Detalhe da estrada entre Santa Cruz e Lajes das Flores.
Foto: F Cardigos
Uma das coisas que sempre me impressionou nos Açores,
particularmente nas ilhas de menor dimensão, foi a forma generosa e intuitiva
como as pessoas se cumprimentam. Talvez por ser oriundo de Lisboa, onde há uma
maior distância entre as pessoas fora do círculo chegado de familiares e amigos,
este gesto, com um implícito “estou aqui e estou contigo”, sempre me pareceu
valioso. Também por isso, dou-lhe particular atenção e sou sensível a detalhes
que roçam o implausível.
Um dos trabalhos que a vida profissional me levou a realizar
há cerca de duas dezenas de anos, implicou alojar-me em Santa Cruz das Flores e
a trabalhar quotidianamente nas Lajes da mesma ilha.
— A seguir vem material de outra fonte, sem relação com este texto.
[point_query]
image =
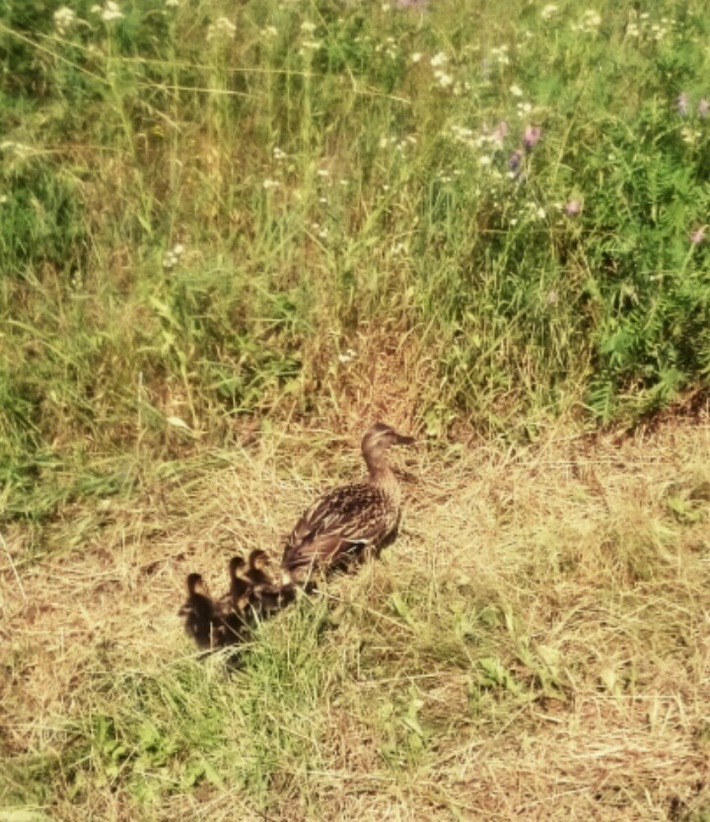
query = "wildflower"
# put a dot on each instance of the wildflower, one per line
(347, 356)
(109, 12)
(172, 257)
(222, 27)
(698, 236)
(516, 158)
(531, 137)
(590, 22)
(443, 79)
(500, 133)
(64, 20)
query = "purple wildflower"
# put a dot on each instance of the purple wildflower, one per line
(531, 137)
(698, 236)
(515, 161)
(500, 132)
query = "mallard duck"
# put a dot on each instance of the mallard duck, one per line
(350, 519)
(199, 612)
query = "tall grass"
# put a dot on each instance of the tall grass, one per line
(328, 170)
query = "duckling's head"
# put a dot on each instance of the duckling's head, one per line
(236, 564)
(381, 437)
(195, 584)
(258, 559)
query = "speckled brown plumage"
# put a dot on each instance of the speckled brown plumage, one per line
(352, 518)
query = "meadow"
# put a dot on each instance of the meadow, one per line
(231, 237)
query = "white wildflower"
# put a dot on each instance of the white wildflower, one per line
(172, 257)
(64, 20)
(221, 28)
(347, 356)
(443, 79)
(110, 12)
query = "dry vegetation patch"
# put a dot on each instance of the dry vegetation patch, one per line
(536, 644)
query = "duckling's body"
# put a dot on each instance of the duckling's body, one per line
(239, 583)
(199, 612)
(350, 519)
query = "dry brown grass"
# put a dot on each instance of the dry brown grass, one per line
(535, 645)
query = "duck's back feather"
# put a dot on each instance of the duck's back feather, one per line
(344, 521)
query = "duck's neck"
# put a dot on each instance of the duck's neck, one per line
(380, 472)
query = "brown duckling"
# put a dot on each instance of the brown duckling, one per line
(239, 583)
(351, 519)
(199, 612)
(257, 574)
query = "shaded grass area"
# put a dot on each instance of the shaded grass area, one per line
(534, 644)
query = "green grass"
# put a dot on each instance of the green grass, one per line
(230, 236)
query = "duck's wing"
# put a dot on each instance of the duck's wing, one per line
(347, 519)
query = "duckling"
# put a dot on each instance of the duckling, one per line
(239, 583)
(258, 560)
(199, 612)
(351, 519)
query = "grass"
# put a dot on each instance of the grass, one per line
(534, 645)
(233, 237)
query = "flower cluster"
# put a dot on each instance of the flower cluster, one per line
(172, 257)
(589, 23)
(64, 20)
(109, 12)
(644, 29)
(221, 29)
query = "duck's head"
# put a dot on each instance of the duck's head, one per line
(381, 437)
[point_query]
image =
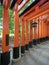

Todos os dias, de
madrugada e ao final do dia, conduzia um carro entre as duas vilas desta
belíssima ilha. Por inerência aos 18 km de estrada sinuosa, as pessoas tendem a
conduzir a baixas velocidades, com a mão esquerda na parte de cima do volante e
a direita no manipulo das velocidades. Quando dois carros se cruzam, não
podendo largar o volante, um ou mais dedos são alçados e, da outra viatura,
surge o mesmo cumprimento. O que é quase inacreditável é que o número de dedos
alçados por um condutor é replicado exatamente na mesma medida pelo condutor
contrário. Notei isto depois de me cruzar com imensas viaturas e, quase
sistematicamente, obter este resultado sempre que eu tomava a iniciativa.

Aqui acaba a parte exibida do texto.